You can tune a piano, but you can't tuna niçoise.
(Seriously? I just rolled my own eyes into the back of my head so you don't have to bother.)
This was the dish I had planned all week for, picking up ingredients here and there along the way. My schedule and my toe finally aligned to allow me to go back to Stiles for produce, and I'd had a craving for this particular salad since dinner with a friend in December where I'd had an especially lovely version of niçoise. This salad is necessarily composed of tuna (preferably seared rare steaks) red potatoes, hericots verts (also known as green beans,) hard-boiled eggs, and niçoise olives. And frisée, more often than not, even though it's a pain in the ass to eat.
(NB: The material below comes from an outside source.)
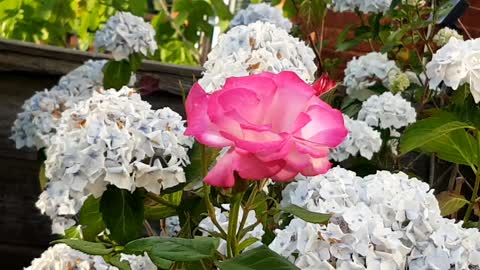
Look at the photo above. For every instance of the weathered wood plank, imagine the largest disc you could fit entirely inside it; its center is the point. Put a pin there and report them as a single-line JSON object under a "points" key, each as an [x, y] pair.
{"points": [[27, 68], [29, 57]]}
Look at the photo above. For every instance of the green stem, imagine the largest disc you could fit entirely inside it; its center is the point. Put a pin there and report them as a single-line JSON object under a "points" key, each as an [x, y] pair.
{"points": [[232, 242], [211, 210], [472, 199]]}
Having lovingly collected all of the above, plus the added bonuses of red bell pepper, grape tomatoes, red onion, chicory, and celery, I spent a good amount of time on Friday morning chopping, boiling, and blanching, AND composing a lemon-basil vinaigrette dressing. Basically, it was one of the more labor-intensive offerings yet seen on LWL. (Did I mention the jammies? Love them.) Plus I boxed up myriad components separately as to promote the freshest tossing possible come dinner time.
Naturally, Friday evening, all I wanted was a burger. And the salad waited until Saturday.
Hopefully Eva will post the photo she took, since I'm quite pleased I managed to plate her salad in the shape of France. Chicory makes for some great angles.